A Must for Tarantino Fans
Based on the 2012 film of the same name, Django Unchained is a slavery revenge fantasy in the vein of previous Tarantino movies, namely Inglourious Basterds (Holocaust revenge) and Kill Bill (rape revenge). Caught after an unsuccessful escape attempt, slaves Django and his wife Broomhilda are auctioned off to separate bidders. Whereas Hildi finds herself in the clutches of Calvin Candy – a self-proclaimed Francophile who is as rich as he is evil – Django is eventually acquired by Dr. King Schultz, a dentist-turned-bounty hunter. Schultz offers Django his freedom in return for his help identifying and killing the Brittle brothers, who were employed as overseers by Django’s previous owners. (Naturally, Django can’t believe his luck: killing white men, and getting paid for the privilege? Sign me up!)
Touched by Django’s love for Hildi (and compelled by his hatred for “the flesh trade”), the German-born Schultz takes Django on as a partner and apprentice. The two spend the winter training together, while Django earns the money to buy Hildi’s freedom. Come spring they make the journey to Candyland, ostensibly to buy a slave for the purposes of Mandingo fighting. When their ruse is discovered by the “head” house slave Stephen (power being relative), everything goes sideways, as they say.

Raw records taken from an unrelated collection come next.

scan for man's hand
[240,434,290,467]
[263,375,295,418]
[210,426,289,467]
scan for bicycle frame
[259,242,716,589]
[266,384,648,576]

Since the graphic novel is adapted from the original script, it contains some new material – including a number of scenes featuring Broomhilda. I’m pretty bummed that these were cut from the movie, as they helped to better flesh out her character, which mostly functions as an archetype of the damsel in distress. Not that this isn’t in some ways a step up from how women of color are portrayed on screen – but still, I would have liked to have gotten to know Hildi better as a person. “Little Troublemaker” hints at so many stories left untouched, don’t you think?
(In his introduction, Tarantino writes: “Django Unchained is a big epic Western. When I write big, epic scripts like this or Kill Bill, there’s a lot of stuff that doesn’t make it into the movies because they are just too f-ing big. If I were to do everything that’s in the scripts, they would be four-hour movies.” Um, I’m not really seeing the problem here…?)
While the artwork ranges from serviceable to gorgeous, and the story is faithful to the ENTIRE SCRIPT (the caps are Tarantino’s), the graphic novel sometimes fails to capture the dramatic suspense and tension of the film. I suspect that part of the problem lies in the pacing: when reading a book, the audience is mostly free to progress as quickly (or slowly) as they want – but in a film, the director sets the pace. Thus, the mood of one medium doesn’t always easily translate to another.
Take, for example, the scene in which Candy forces Django and Schultz to watch as a runaway slave is ripped apart by dogs. In the film, this scene is drawn out, stretched so thin that you can almost feel Schultz about to snap. The tension is palpable. Crackling. Unbearable. But in the comics, this exchange lasts just eight pages – eight pages that are quickly breezed through. While horrifying, it still lacks much of the visceral quality of the film.
Likewise, the final shootout scenes – the climax of the story – are surprisingly short when compared to those in the film. Consequently, the comic’s ending isn’t nearly as emotionally satisfying.
That said, I wholeheartedly recommend Django Unchained (the book and the movie) to fellow Tarantino fans. And, if you liked the comics, definitely watch the movie. It’s a much more realistic portrayal of slavery than I can ever remember reading in a high school textbook, Mandingo fighting aside. But don’t stop there! Also check out films written and produced by people of color, including those based on slave narratives, about slavery and rebellion: most recently, Steve McQueen’s 12 Years a Slave, as well as Haile Gerima’s Sankofa and Sam Greenlee’s The Spook Who Sat By the Door.
Naturally, both the book and film come with huge trigger warnings for violence, racism (the use of the n-word is rampant), and rape.
(In light of the sexual exploitation of slaves, I was terribly disappointed to see Tarantino pose with a naked and hyper-sexualized Nichole Galicia – who plays the slave Sheba – in W Magazine. Disappointed, but not surprised. See, e.g., the rape joke in Death Proof, to which Rosario Dawson objected – and lost.)